Vieillir est déjà une aventure. Et si un jour le cœur vacille, tout devient plus ténu, plus vibrant. Dans l’ombre portée de la mort, chaque matin redevient promesse : celle d’une ferveur renouvelée, d’un lien à ce qui soutient, apaise ou bouleverse. Dans J’aurai cent ans, Hélène Harbec poursuit une traversée entamée depuis longtemps — celle de la solitude habitée, de la mémoire qui vacille et scintille, des élans du corps et des présences invisibles. Tout s’y tient au plus près : la lumière sur les armoires, un battement d’aile dans la poitrine, le souvenir d’un rêve, le souffle du vent dans le cou. Ce recueil prolonge une œuvre marquée par l’attention aux seuils — entre soi et l’autre, entre la matière et l’ineffable, entre le monde et son retrait. Et malgré les tremblements inédits, l’étonnement d’être vivante persiste.
Je m’invente
des ouvertures
et du vent
le train fend l’air du matin
je regarde défiler tout ce vert
comme si je devenais
un spectre en voyage
soulagé
du fardeau
être ici
crée
l’étonnement
je ne m’habitue pas
d’être vivante
d’habiter un corps
et j’y tiens
DANS LA PRESSE
La jeunesse, toute naïve du corps qu’elle porte et qui la porte, a souvent la chance d’avoir tendance à tenir la vie pour acquise. Dans le privilège de la vieillesse, quand le cœur perd le tempo, tout peut vaciller.

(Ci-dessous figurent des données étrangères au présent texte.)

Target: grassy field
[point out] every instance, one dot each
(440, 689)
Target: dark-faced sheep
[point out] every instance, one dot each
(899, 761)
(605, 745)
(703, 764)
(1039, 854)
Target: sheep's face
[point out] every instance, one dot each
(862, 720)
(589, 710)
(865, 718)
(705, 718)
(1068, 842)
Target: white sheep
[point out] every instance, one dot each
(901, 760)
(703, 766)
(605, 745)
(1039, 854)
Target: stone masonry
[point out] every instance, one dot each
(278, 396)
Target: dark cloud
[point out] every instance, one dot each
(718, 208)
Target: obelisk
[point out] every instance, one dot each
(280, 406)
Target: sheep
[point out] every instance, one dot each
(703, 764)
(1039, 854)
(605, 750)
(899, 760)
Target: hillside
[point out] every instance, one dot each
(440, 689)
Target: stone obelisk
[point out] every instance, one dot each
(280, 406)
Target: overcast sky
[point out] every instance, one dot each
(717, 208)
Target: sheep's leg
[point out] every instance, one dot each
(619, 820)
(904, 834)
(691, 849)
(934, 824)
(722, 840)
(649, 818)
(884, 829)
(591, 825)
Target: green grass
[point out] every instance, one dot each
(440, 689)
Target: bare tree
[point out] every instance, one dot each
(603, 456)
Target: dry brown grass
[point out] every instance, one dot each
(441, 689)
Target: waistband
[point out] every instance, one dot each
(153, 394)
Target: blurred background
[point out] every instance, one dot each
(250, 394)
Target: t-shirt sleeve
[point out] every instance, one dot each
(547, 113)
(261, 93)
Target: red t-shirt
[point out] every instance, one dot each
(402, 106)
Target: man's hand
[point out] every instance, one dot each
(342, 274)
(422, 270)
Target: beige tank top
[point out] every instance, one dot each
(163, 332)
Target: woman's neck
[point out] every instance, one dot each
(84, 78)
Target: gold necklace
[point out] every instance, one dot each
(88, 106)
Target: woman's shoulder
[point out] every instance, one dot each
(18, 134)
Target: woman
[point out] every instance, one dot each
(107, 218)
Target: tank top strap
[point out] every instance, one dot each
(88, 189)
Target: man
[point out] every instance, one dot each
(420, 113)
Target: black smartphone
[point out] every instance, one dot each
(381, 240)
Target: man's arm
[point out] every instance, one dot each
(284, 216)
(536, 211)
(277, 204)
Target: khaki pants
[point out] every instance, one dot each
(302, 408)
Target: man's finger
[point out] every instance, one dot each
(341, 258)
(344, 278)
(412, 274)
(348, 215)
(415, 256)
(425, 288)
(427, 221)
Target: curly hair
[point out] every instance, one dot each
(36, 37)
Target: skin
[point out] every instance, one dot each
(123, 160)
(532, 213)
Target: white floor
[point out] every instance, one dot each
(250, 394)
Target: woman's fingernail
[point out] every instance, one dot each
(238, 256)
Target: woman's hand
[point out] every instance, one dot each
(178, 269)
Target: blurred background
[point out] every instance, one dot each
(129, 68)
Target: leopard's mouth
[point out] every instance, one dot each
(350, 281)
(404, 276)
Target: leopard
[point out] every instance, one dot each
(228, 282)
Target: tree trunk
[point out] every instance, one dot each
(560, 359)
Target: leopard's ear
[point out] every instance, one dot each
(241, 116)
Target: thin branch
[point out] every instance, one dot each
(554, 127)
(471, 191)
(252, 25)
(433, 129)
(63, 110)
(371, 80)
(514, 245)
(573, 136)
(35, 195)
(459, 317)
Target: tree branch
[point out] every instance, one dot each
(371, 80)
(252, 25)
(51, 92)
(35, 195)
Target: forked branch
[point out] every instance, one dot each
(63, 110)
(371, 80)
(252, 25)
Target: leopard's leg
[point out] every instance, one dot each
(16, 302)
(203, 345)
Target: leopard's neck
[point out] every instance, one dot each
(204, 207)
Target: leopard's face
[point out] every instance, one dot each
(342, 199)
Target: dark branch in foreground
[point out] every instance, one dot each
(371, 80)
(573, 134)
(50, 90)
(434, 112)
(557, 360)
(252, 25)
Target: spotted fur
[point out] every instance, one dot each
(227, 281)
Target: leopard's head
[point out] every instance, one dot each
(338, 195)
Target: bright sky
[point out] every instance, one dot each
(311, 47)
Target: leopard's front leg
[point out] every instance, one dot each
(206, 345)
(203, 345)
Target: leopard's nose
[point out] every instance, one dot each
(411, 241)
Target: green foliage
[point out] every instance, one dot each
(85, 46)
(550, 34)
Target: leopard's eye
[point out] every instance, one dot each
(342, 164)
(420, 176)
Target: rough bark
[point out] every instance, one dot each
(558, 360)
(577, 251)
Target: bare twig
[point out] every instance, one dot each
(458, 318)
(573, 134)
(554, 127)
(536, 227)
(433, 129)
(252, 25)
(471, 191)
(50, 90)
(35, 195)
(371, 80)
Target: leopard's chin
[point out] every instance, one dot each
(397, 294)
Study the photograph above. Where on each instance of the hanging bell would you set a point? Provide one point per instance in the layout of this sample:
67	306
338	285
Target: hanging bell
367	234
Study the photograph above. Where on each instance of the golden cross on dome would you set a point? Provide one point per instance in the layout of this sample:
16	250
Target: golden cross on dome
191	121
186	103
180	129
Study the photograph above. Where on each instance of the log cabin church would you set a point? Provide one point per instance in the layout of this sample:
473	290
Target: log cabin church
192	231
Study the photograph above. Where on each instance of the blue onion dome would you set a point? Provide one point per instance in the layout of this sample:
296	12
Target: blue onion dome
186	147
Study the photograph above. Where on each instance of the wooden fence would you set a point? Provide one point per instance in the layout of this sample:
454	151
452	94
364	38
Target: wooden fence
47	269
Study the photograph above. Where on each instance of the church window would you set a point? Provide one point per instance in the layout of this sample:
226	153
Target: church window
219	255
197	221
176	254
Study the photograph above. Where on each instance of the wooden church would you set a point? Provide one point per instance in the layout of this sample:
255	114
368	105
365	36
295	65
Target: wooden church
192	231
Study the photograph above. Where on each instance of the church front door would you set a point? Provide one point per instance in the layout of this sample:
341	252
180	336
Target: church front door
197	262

C’est avec la mort en joue qu’Hélène Harbec offre cette trajectoire poétique entre les états du corps et de l’âme.
Laurie Bédard, Le Devoir (13 septembre 2025)
Même si Harbec suggère que son corps ne s'est jamais habitué à être vivant, elle inscrit la mort à venir dans une solidarité entre l'enfant de jadis et la personne âgée d'aujourd'hui. On pourrait ainsi considérer l'ouvrage comme une épitaphe choisie et non imposée par celles et ceux qui reste : « on n'a jamais fini / de commencer / à vivre».
Benoit Doyon-Gosselin, Lettres québécoises no 199 (novembre 2025)
J’aurai cent ans offre une poésie axée sur le vivant, sur ce qui vibre et fait vibrer en dedans. Chez Hélène Harbec la curiosité est chaleureuse, l’œil clairvoyant. Elle accorde son pouls au rythme du monde sensible. […] Il y a fusion entre la poète et les objets, oiseaux, éléments et paysages. De leur existence commune, se dégage la matière fondamentale de son écriture.